Sejak kejadian itu Ibu menjadi jarang bicara. Ponsel Ibu semakin jarang berdering dan Ibu juga jarang menggunakannya. Karena percuma, anak-anaknya tidak pernah menghubunginya lagi. Cap sebagai Ibu yang pilih kasih terus membekas dalam benaknya.
Bapak juga, berhenti membahas Winda dan Tania. Menyebut nama mereka saja tidak pernah, karena khawatir Ibu semakin terluka. Bapak juga masih menyimpan rasa sakit hati yang cukup dalam. Sementara Rena, tetap berusaha mengurus Bapak dan Ibu sebaik mungkin. Hanya itu yang bisa ia lakukan kini.
Rena mendorong kursi roda Ibu menuju teras rumah. Rena berharap cahaya matahari yang hangat dan angin pagi yang segar bisa membuat Ibu lebih nyaman dan menyegarkan pikiran. Ibu melamun lama, seolah berpikir banyak hal.
“Rena,” panggil Ibu tiba-tiba. Rena duduk di kursi yang ada disisi kursi roda Ibu.
“Kamu bisa cari pekerjaan lagi dari sekarang. Dhika bilang, dia sudah dapat pembantu yang bisa merawat Ibu. Namanya Nisa,” ucap Ibu pelan. Rena menatap Ibu tak percaya. Benarkah Ibu mau dirawat oleh pembantu yang merupakan orang asing?

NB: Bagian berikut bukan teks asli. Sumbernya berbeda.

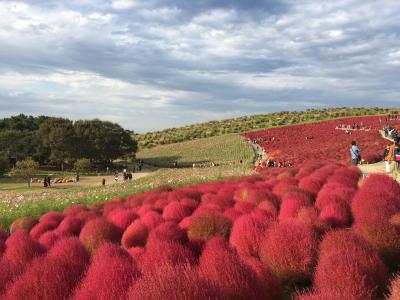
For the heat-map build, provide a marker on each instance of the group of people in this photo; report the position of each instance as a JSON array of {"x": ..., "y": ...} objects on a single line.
[
  {"x": 391, "y": 156},
  {"x": 392, "y": 132},
  {"x": 47, "y": 181}
]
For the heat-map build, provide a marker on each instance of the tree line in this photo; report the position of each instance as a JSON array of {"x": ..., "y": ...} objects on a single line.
[
  {"x": 56, "y": 141},
  {"x": 252, "y": 123}
]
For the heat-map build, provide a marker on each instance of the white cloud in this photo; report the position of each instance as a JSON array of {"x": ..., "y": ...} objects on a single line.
[{"x": 123, "y": 4}]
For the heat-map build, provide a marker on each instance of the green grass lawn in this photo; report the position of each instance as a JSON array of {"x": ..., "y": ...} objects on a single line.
[{"x": 223, "y": 150}]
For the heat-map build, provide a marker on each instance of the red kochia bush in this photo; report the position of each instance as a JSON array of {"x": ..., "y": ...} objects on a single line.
[
  {"x": 268, "y": 280},
  {"x": 167, "y": 231},
  {"x": 96, "y": 232},
  {"x": 292, "y": 202},
  {"x": 53, "y": 276},
  {"x": 41, "y": 228},
  {"x": 122, "y": 218},
  {"x": 152, "y": 219},
  {"x": 20, "y": 250},
  {"x": 311, "y": 184},
  {"x": 341, "y": 274},
  {"x": 173, "y": 282},
  {"x": 395, "y": 289},
  {"x": 222, "y": 266},
  {"x": 247, "y": 233},
  {"x": 361, "y": 250},
  {"x": 135, "y": 235},
  {"x": 69, "y": 226},
  {"x": 52, "y": 216},
  {"x": 336, "y": 215},
  {"x": 289, "y": 249},
  {"x": 175, "y": 212},
  {"x": 165, "y": 253},
  {"x": 24, "y": 223},
  {"x": 109, "y": 276},
  {"x": 207, "y": 226}
]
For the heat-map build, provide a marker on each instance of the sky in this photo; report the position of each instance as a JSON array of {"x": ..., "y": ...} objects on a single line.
[{"x": 155, "y": 64}]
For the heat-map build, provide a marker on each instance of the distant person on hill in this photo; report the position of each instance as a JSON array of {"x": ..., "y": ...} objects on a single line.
[
  {"x": 386, "y": 158},
  {"x": 355, "y": 154}
]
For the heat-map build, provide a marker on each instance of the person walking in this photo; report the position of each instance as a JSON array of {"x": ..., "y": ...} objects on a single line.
[
  {"x": 389, "y": 158},
  {"x": 355, "y": 154},
  {"x": 385, "y": 158}
]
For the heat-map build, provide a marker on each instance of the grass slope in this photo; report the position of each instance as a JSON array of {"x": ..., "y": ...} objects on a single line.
[
  {"x": 223, "y": 150},
  {"x": 251, "y": 123}
]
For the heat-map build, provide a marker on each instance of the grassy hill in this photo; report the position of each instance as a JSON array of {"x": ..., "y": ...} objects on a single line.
[
  {"x": 223, "y": 150},
  {"x": 250, "y": 123}
]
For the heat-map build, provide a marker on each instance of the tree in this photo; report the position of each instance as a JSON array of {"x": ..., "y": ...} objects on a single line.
[
  {"x": 83, "y": 165},
  {"x": 4, "y": 165},
  {"x": 57, "y": 135},
  {"x": 26, "y": 169},
  {"x": 103, "y": 141}
]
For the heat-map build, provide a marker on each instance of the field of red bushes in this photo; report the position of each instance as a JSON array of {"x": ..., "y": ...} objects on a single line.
[
  {"x": 322, "y": 142},
  {"x": 314, "y": 232}
]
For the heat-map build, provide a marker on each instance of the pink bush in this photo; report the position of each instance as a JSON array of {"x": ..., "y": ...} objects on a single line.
[
  {"x": 395, "y": 289},
  {"x": 336, "y": 215},
  {"x": 173, "y": 282},
  {"x": 98, "y": 231},
  {"x": 152, "y": 219},
  {"x": 246, "y": 236},
  {"x": 122, "y": 218},
  {"x": 52, "y": 217},
  {"x": 109, "y": 275},
  {"x": 175, "y": 212},
  {"x": 223, "y": 267},
  {"x": 347, "y": 242},
  {"x": 24, "y": 223},
  {"x": 53, "y": 276},
  {"x": 69, "y": 226},
  {"x": 165, "y": 253},
  {"x": 206, "y": 226},
  {"x": 341, "y": 274},
  {"x": 135, "y": 235},
  {"x": 289, "y": 249},
  {"x": 311, "y": 184},
  {"x": 167, "y": 231},
  {"x": 292, "y": 202}
]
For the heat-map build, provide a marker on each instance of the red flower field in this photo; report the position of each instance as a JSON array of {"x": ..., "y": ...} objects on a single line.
[
  {"x": 319, "y": 231},
  {"x": 323, "y": 142}
]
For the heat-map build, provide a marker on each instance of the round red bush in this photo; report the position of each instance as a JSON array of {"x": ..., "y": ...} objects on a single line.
[
  {"x": 167, "y": 231},
  {"x": 175, "y": 212},
  {"x": 24, "y": 223},
  {"x": 395, "y": 289},
  {"x": 69, "y": 226},
  {"x": 109, "y": 275},
  {"x": 173, "y": 282},
  {"x": 121, "y": 218},
  {"x": 289, "y": 249},
  {"x": 152, "y": 219},
  {"x": 336, "y": 215},
  {"x": 235, "y": 279},
  {"x": 207, "y": 226},
  {"x": 246, "y": 236},
  {"x": 52, "y": 217},
  {"x": 53, "y": 276},
  {"x": 341, "y": 274},
  {"x": 165, "y": 253},
  {"x": 98, "y": 231},
  {"x": 135, "y": 235}
]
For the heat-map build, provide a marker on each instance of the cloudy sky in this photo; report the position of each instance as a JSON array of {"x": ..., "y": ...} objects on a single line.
[{"x": 153, "y": 64}]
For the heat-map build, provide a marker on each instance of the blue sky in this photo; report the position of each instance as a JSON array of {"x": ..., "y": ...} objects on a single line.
[{"x": 156, "y": 64}]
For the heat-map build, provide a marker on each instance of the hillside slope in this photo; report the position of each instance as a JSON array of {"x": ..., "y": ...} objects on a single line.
[{"x": 251, "y": 123}]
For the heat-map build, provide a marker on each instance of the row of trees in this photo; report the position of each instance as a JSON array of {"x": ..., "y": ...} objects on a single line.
[
  {"x": 252, "y": 123},
  {"x": 55, "y": 141}
]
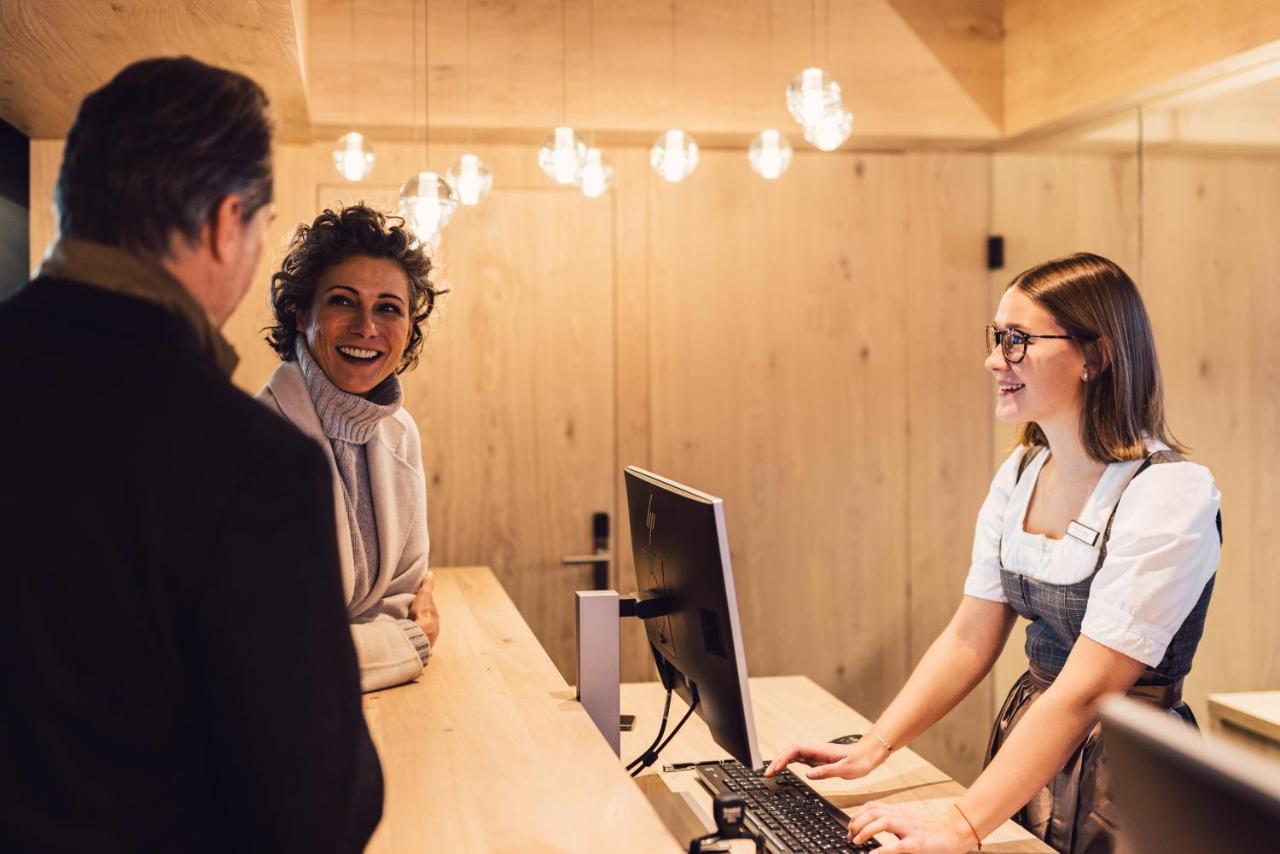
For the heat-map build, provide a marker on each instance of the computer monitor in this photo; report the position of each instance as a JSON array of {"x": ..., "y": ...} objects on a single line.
[
  {"x": 681, "y": 557},
  {"x": 1178, "y": 791}
]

“Bu, apa dirawat sama Rena itu bikin Ibu enggak enak? Rena kurang ya dalam merawat Ibu?” tanya Rena dengan suara tercekat. Pertanyaan itu membuat Ibu menoleh, menatap Rena yang menunduk.

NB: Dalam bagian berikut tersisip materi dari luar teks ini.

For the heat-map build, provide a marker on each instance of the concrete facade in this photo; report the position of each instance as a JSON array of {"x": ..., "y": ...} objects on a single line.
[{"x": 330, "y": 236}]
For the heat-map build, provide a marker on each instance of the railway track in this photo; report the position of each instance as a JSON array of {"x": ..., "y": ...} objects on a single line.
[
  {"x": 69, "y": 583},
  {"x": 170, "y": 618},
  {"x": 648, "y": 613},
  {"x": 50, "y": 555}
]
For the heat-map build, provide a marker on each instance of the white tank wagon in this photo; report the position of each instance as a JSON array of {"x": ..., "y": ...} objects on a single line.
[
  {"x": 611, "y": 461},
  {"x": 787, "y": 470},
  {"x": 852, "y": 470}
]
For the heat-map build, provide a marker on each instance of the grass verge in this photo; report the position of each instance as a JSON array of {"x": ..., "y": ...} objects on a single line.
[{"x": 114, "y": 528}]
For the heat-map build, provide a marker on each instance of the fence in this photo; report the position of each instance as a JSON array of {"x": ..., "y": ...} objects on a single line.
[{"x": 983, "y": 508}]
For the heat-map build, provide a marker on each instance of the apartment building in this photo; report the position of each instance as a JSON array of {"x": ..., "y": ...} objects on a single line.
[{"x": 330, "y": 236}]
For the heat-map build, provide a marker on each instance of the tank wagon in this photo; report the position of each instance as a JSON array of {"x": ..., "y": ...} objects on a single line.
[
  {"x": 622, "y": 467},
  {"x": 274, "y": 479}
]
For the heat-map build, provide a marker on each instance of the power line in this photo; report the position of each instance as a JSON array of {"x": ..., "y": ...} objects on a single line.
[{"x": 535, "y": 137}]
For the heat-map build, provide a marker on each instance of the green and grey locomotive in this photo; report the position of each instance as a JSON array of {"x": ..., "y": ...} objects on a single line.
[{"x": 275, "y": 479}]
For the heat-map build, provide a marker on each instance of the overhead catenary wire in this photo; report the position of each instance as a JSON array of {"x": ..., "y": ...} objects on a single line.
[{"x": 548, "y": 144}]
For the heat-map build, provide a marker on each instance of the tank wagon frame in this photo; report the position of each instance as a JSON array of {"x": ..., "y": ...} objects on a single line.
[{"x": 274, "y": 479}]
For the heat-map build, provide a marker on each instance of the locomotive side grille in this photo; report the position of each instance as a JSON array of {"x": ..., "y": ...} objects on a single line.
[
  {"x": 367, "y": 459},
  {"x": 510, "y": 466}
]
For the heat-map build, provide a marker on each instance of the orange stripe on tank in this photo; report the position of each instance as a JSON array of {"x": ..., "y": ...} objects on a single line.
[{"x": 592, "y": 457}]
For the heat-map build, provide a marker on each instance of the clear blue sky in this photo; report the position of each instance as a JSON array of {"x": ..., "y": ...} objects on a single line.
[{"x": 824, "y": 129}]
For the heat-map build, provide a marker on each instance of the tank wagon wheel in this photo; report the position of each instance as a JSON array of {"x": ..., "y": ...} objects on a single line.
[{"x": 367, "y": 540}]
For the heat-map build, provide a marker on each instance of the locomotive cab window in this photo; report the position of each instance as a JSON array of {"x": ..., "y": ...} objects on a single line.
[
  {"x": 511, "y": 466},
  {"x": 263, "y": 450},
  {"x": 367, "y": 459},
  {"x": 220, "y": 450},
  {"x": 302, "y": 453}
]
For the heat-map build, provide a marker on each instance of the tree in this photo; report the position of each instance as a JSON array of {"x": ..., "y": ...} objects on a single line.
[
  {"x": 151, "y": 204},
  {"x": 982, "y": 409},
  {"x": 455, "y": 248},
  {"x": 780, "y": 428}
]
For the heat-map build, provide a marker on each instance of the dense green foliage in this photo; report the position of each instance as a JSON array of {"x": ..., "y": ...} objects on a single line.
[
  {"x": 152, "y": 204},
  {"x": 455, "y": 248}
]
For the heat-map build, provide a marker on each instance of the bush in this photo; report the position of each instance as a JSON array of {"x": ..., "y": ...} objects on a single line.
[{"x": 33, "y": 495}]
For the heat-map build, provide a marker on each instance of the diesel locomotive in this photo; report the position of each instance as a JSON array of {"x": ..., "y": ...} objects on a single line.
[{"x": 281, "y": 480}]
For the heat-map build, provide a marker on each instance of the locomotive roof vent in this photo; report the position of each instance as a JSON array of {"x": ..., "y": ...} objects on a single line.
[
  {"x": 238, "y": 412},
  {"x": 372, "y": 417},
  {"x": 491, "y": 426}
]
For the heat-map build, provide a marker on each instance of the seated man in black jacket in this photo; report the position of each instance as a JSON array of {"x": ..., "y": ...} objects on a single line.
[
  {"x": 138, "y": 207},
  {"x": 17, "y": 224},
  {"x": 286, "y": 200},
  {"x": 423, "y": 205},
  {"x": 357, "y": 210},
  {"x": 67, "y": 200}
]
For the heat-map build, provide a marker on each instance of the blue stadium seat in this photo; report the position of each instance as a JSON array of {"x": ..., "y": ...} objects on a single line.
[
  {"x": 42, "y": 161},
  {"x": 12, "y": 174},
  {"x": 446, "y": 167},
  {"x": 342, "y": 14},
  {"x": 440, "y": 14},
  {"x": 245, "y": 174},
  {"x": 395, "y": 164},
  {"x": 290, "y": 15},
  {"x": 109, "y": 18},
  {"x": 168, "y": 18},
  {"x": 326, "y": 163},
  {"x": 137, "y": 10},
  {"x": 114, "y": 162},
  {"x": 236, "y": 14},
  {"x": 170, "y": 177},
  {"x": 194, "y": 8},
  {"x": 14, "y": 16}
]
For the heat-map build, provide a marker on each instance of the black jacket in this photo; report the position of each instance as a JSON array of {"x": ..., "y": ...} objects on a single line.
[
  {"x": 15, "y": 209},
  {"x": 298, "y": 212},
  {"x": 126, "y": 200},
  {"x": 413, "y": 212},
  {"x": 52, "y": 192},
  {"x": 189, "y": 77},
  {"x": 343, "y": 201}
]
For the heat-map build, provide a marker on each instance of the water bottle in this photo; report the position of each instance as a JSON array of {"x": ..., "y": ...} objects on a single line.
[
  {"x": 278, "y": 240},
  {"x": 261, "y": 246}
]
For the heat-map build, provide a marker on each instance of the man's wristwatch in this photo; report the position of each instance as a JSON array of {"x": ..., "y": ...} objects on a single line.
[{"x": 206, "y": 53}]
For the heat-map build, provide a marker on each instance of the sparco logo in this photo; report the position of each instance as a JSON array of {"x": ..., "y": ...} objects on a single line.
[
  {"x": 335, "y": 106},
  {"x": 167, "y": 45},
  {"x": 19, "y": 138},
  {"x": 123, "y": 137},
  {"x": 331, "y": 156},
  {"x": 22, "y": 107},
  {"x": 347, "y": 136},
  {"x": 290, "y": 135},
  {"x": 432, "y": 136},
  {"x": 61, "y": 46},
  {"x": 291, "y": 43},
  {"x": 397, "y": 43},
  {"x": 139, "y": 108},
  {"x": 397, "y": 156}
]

Seumur hidupnya, Ibu tidak pernah memperkerjakan orang lain. Pembantu sekali pun. Ibu tidak menyukai adanya orang asing dalam rumahnya. Bahkan Rena masih ingat ide Rena untuk membawa Bapak dan Ibu ke kota tempatnya bekerja dan menyewa perawat membuat Ibu marah.
“Apa Ibu sebenci itu sama Rena? Kenapa Ibu terus menolak bantuan Rena? Ibu enggak mau dibawa ke kota tempat Rena kerja. Ibu juga dulu marah dan maunya diurus sama Kak Winda dan Tania. Salah Rena apa?” tanya Rena lagi. Rena menghela napas dalam sebelum melanjutkan. Sialnya, menarik napas saja sudah sakit.

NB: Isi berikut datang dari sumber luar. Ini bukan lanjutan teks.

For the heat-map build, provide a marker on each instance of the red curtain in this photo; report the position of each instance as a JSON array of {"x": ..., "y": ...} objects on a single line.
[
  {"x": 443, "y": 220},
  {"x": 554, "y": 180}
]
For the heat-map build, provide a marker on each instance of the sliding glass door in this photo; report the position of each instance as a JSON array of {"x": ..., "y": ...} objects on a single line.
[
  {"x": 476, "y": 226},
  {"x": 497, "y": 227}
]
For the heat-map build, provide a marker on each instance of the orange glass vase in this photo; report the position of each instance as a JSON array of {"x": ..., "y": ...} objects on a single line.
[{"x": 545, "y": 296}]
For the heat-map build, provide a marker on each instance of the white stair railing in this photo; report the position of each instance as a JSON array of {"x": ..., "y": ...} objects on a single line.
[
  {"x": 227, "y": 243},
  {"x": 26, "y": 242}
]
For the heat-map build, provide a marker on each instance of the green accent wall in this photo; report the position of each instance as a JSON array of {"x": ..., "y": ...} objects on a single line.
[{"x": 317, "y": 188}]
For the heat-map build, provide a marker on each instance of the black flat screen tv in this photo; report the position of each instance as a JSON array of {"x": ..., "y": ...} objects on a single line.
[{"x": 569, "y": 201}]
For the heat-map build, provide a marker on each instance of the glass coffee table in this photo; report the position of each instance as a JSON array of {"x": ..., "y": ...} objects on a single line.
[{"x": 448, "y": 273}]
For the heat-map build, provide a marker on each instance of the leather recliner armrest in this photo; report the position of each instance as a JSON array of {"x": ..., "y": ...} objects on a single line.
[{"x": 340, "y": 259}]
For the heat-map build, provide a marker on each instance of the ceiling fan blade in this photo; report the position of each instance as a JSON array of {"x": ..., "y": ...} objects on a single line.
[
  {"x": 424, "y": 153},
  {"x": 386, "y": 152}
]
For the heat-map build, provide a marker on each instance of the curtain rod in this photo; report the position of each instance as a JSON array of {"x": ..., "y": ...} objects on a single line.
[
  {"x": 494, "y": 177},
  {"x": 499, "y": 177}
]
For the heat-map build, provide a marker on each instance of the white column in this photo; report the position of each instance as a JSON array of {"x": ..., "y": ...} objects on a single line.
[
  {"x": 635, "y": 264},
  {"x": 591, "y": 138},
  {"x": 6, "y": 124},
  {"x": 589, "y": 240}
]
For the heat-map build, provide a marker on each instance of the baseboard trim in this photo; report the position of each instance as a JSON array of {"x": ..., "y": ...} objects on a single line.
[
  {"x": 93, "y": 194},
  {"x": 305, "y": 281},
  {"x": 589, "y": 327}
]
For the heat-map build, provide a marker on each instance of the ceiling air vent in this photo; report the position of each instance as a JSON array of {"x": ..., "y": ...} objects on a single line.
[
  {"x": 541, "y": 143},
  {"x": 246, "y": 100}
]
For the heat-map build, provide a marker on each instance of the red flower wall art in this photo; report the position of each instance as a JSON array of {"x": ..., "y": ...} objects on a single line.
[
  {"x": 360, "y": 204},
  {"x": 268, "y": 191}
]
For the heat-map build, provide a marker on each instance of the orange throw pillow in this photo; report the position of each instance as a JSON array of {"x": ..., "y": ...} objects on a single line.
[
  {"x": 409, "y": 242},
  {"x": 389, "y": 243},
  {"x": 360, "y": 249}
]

“Rena mau merawat Bapak sama Ibu, Rena rela. Rena ikhlas. Rena…” ucapan Rena terputus, air mata mengalir deras.
Ibu menatap langit, tidak tahan melihat air mata Rena. “Ibu sudah salah, Rena. Bertahun-tahun Ibu salah. Berapa banyak makian dan pukulan yang kamu terima dari Ibu? Tapi sekarang justru kamu yang merawat Ibu. Menurut kamu, apa Ibu enggak malu? Ibu malu, Rena. Ibu malu sama kamu, malu sama Bapak. Bahkan Ibu malu sama Tuhan!”